Function Calling & MCP

Master structured function calling and the Model Context Protocol for reliable tool use.

8 min read
2 quiz questions

Function calling lets you define tools as structured schemas (JSON) that the model can invoke with proper parameters. Instead of the model outputting text like "I'll search for X," it outputs a structured function call: {"name": "search", "arguments": {"query": "X"}}. This is vastly more reliable for building real applications.

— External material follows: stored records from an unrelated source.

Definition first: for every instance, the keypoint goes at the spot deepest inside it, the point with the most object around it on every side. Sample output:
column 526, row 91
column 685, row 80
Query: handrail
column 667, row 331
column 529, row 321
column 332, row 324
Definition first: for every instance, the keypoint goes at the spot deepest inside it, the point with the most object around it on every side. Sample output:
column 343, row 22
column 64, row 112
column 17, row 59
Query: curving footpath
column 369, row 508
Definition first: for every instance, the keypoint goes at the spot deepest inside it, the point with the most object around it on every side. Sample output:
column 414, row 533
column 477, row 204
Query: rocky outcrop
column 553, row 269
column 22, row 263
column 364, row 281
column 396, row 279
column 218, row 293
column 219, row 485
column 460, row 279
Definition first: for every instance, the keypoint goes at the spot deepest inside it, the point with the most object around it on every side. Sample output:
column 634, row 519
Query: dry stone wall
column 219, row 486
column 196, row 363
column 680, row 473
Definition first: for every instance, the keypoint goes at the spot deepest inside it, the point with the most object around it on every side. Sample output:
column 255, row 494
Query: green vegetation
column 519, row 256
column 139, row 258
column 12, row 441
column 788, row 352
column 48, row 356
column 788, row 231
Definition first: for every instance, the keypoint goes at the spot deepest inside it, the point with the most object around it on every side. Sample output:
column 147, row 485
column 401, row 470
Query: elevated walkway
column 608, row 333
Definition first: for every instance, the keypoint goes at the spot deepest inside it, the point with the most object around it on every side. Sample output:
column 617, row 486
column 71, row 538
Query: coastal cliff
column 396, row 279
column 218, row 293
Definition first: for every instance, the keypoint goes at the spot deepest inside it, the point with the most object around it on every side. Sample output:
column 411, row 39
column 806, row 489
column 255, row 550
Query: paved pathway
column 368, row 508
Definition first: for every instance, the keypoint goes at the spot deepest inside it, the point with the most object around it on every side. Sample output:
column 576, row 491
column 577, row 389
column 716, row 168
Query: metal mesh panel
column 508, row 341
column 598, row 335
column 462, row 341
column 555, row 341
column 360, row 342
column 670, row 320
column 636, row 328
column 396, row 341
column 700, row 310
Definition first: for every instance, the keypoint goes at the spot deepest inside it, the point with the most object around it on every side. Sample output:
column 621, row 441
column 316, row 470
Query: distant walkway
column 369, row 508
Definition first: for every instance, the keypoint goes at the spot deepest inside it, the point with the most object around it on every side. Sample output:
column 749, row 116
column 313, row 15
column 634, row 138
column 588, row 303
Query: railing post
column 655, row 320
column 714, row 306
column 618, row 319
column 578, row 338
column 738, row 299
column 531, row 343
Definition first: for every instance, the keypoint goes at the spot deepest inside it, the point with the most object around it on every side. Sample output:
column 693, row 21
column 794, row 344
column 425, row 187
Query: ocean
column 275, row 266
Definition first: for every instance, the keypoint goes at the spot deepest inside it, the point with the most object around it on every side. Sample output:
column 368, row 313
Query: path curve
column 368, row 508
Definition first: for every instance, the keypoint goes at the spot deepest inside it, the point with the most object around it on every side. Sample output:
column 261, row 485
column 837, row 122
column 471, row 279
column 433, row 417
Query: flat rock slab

Every major API supports function calling: OpenAI, Anthropic, Google, and others. You define your tools as JSON schemas, send them with the request, and the model decides when and how to call them. The key prompt engineering task is writing clear tool descriptions.

The model chooses which tool to call based primarily on tool descriptions. A vague description leads to incorrect tool selection. Each description should state what the tool does, when to use it, what each parameter means, and what it returns.

Bad tool description: name: "get_data" description: "Gets data" Good tool description: name: "search_products" description: "Search the product catalog by keyword. Use this when the user asks about product availability, pricing, or specifications. Returns top 10 matches with name, price, and stock status." parameters: query: "Search keywords (e.g., 'wireless headphones under $50')" category: "Optional product category to filter by (e.g., 'electronics')"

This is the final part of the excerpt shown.